I don't think you understand what's being discussed in this thread. That L4D behavior is not at all relevant. The hitbox displacement is not related to the networking in any way and it's also not "iffy", it's intentional game design. The Source games forward displace the hit boxes on moving targets to approximate ballistics lead with hitscan weapons. Without the displacement, you would aim directly at the leaping hunters, which is unnatural enough to completely throw off anyone expecting a semblance of real-world weapon behavior. Think clay pigeons. It's fairly unique to Valve's games. Most shooters with hitscan weapons don't do it, and it's got nothing to do with how the networking negotiates hits.

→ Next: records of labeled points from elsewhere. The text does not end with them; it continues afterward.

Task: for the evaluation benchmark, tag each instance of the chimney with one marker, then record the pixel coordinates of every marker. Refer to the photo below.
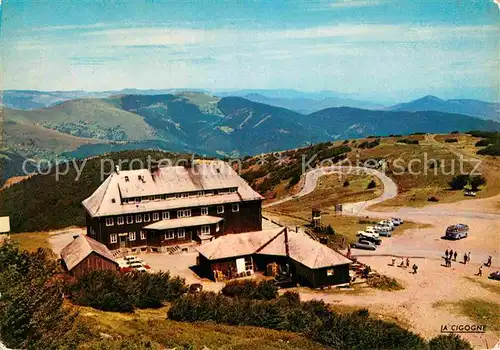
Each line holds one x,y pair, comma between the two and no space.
287,250
154,167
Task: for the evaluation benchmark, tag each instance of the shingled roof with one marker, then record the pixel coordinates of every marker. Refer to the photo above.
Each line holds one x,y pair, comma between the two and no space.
301,247
81,247
202,176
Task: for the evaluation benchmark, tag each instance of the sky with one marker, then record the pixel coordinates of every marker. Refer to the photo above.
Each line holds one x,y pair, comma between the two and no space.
384,50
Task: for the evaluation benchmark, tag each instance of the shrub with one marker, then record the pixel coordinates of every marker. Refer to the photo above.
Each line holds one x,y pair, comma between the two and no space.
483,143
459,182
463,180
449,342
312,318
476,181
112,291
371,184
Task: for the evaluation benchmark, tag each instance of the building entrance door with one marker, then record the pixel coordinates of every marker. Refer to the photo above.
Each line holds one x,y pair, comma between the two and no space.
123,241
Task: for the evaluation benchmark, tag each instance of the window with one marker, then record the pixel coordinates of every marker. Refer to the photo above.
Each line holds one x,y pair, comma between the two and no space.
184,213
181,232
248,263
170,234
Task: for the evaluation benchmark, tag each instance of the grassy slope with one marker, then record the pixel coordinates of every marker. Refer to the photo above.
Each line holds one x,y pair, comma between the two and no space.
414,190
155,325
103,113
36,141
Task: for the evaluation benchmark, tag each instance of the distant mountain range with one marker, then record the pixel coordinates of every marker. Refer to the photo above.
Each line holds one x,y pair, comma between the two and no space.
474,108
204,124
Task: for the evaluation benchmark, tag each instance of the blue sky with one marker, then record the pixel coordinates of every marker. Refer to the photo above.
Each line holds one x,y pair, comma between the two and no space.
385,50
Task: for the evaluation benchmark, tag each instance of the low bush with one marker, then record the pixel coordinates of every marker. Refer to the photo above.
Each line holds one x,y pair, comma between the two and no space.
112,291
491,150
251,289
483,143
313,319
371,184
449,342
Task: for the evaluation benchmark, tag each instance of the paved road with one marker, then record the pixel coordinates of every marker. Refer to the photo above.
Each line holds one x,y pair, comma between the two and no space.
312,177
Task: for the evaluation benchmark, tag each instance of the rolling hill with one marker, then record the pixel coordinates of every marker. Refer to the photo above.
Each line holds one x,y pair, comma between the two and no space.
227,126
474,108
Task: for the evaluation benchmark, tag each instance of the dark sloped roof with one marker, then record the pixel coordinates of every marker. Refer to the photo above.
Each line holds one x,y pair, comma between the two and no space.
81,247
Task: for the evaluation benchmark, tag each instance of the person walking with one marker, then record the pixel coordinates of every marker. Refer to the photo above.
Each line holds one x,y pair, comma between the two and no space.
480,272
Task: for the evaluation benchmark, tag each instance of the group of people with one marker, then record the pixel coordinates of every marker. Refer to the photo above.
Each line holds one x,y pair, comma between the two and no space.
405,263
452,255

You might be confused in that it involves adding lead, but it's critically different from the RO networking issue discussed here because it is not a factor of latency. In an online environment, L4D corrects for your latency so, as long as you were firing at the hitbox, the shot will hit, period. The hitbox displacement works the same for everyone, be it in single player, LAN or online, and it's always by the same amount. Once you know how to shoot a pouncing hunter, that's how you do it, consistently, all the time. It's completely up to the shooter.

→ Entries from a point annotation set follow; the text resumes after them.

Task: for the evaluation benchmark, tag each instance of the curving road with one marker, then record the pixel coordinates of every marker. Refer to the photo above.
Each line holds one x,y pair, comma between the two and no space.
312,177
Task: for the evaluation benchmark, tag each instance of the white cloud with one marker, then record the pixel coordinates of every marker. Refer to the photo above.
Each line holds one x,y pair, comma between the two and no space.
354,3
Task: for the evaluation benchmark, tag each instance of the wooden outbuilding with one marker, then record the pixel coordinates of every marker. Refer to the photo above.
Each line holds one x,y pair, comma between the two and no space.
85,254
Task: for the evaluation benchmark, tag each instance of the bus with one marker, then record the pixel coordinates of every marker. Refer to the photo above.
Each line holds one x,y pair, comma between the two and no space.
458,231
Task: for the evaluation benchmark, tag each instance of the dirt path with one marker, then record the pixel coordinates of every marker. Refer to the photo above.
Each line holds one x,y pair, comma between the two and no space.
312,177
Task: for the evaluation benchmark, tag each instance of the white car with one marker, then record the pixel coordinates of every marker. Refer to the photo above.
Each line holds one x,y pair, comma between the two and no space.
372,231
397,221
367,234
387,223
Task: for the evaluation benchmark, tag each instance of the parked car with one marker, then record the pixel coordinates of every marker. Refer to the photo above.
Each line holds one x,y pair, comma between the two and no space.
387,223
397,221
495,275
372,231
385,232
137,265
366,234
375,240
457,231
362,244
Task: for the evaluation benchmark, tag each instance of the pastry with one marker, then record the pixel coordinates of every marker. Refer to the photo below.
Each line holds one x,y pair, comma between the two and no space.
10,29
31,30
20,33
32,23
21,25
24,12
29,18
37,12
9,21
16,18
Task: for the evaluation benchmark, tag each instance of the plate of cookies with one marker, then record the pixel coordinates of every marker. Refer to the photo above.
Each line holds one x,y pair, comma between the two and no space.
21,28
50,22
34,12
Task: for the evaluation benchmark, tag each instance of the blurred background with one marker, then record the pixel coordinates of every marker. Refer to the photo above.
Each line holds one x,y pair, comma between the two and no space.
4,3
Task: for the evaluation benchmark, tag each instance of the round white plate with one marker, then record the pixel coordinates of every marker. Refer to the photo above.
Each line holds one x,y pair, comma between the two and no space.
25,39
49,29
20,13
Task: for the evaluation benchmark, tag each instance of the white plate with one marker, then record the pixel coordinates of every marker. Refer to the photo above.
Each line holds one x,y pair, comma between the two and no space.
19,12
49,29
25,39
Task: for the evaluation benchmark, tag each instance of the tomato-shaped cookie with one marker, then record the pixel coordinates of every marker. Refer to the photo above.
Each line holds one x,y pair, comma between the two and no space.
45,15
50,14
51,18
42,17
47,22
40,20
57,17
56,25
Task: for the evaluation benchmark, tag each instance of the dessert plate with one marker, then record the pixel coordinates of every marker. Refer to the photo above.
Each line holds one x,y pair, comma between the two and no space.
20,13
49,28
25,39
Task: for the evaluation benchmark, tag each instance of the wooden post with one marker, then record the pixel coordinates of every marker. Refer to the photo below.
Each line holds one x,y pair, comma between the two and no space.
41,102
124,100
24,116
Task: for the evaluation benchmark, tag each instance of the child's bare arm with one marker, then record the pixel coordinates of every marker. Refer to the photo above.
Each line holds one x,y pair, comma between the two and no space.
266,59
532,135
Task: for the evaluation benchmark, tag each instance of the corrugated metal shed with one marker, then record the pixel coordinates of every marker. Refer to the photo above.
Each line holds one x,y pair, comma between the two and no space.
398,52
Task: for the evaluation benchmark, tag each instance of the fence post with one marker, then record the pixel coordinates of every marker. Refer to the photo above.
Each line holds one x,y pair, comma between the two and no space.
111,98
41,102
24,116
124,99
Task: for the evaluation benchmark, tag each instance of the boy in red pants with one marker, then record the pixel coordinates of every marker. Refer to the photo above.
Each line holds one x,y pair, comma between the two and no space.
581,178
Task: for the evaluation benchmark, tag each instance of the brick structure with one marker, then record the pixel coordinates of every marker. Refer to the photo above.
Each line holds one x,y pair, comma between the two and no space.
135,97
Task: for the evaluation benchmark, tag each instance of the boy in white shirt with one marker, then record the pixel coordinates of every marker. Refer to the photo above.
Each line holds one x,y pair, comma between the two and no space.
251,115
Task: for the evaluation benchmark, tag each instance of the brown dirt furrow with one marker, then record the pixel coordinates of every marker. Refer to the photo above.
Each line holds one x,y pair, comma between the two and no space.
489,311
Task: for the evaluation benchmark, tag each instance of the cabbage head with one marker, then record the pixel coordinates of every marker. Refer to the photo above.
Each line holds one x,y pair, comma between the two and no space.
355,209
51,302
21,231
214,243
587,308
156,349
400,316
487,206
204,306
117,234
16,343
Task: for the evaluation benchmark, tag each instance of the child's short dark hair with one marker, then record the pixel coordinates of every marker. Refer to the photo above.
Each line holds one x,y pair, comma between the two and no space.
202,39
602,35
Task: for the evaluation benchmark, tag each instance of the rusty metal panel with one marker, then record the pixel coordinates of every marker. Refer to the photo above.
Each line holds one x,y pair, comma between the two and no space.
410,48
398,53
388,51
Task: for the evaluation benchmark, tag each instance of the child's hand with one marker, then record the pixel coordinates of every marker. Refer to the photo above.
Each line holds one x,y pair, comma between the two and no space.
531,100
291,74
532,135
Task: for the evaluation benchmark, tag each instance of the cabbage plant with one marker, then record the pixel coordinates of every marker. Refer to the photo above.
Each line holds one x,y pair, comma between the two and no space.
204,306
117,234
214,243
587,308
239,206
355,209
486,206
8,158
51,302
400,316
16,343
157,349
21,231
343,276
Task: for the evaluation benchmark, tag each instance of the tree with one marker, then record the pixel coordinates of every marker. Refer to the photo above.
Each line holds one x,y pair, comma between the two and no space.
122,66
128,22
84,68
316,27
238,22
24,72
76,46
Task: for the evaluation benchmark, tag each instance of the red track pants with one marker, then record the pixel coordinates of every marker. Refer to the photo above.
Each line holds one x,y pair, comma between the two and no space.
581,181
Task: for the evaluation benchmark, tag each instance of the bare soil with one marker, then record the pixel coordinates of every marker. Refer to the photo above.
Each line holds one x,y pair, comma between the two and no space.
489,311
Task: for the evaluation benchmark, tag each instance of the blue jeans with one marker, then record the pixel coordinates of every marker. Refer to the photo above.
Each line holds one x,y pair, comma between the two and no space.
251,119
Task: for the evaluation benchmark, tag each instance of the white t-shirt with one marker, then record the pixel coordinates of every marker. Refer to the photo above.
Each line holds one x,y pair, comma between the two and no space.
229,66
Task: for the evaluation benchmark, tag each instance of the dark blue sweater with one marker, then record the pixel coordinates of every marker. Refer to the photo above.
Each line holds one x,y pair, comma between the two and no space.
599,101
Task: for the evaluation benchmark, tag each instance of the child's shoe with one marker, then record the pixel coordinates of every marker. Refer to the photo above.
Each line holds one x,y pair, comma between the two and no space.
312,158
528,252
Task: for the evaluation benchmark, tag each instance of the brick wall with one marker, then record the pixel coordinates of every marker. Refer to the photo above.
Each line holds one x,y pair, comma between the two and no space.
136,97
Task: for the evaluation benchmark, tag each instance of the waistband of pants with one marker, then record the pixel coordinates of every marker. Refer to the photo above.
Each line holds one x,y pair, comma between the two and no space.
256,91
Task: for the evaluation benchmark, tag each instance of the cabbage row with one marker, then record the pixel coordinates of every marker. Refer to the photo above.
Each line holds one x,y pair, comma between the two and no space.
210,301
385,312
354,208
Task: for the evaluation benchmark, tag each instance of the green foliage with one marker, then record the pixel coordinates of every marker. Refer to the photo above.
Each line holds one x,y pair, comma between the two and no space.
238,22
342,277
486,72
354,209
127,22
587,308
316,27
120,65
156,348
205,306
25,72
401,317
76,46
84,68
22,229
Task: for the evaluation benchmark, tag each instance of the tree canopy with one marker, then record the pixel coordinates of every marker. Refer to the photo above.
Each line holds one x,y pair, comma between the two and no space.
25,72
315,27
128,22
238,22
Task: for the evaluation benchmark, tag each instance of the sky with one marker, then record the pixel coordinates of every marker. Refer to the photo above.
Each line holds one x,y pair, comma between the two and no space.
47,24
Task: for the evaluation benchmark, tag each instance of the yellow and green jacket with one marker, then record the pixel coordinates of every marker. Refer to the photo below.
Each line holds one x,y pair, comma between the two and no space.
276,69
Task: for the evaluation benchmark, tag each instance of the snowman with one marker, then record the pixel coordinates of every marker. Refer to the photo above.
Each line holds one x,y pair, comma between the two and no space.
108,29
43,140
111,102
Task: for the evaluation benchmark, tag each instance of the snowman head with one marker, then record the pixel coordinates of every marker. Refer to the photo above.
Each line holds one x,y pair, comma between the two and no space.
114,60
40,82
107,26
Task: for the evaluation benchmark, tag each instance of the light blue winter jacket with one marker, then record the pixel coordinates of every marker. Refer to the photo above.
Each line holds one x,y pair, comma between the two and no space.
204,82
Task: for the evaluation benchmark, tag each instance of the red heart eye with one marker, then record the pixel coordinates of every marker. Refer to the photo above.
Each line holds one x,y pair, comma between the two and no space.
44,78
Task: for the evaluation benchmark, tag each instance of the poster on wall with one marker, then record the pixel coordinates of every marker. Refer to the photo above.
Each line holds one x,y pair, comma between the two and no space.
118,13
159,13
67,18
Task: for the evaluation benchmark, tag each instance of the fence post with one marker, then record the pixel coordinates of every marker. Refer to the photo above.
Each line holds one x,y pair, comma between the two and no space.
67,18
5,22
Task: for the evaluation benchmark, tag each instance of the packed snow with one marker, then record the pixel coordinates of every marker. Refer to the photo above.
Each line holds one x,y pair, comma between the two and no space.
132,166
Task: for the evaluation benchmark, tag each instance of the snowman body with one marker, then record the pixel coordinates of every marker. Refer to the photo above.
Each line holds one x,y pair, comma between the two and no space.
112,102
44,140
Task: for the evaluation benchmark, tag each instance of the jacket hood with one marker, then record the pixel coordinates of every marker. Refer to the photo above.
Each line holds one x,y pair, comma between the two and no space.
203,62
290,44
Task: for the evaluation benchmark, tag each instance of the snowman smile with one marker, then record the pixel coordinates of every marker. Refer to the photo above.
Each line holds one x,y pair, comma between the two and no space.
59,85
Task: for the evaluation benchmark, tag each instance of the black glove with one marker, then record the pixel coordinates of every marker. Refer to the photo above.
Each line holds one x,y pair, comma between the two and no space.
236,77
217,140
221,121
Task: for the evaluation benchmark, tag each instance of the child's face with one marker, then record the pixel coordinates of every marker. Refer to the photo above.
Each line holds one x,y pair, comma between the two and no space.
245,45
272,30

In RO, by contrast, the networking-added lead is purely a factor of an ever-fluctuating network delay, and it's in addition to the actual weapon ballistics. To describe it visually, imagine that L4D Hunter was in RO2 and he didn't have the hitbox displacement. The hitboxes displayed in that video would be roughly where you would want to aim with a PPSh in order to hit him, to account for the bullet flight time. But that would only hit him if you were in single player. If you were online with RO2, to actually hit the Hunter, you have to aim even farther ahead by some amount based on your latency (a decent connection would be about 7 to 10 times farther ahead than the hitbox is) and that extra distance would fluctuate constantly based on internet connection vagaries and how your actions line up with server tickrate. Additionally, if the hunter were to change direction between when you fire and when your message gets to the server, then even if you were aiming in what was once the right place, your shot would still miss. Since you can't predict an aimpoint with any sort of reliability, there's now a large element of random chance introduced and it's largely out of the shooter's hands. A Hunter would be nearly impossible to hit in RO2's networking model.
Essentially, it's the difference between shooting bullets at a target and lobbing trigger-delayed paintballs at them.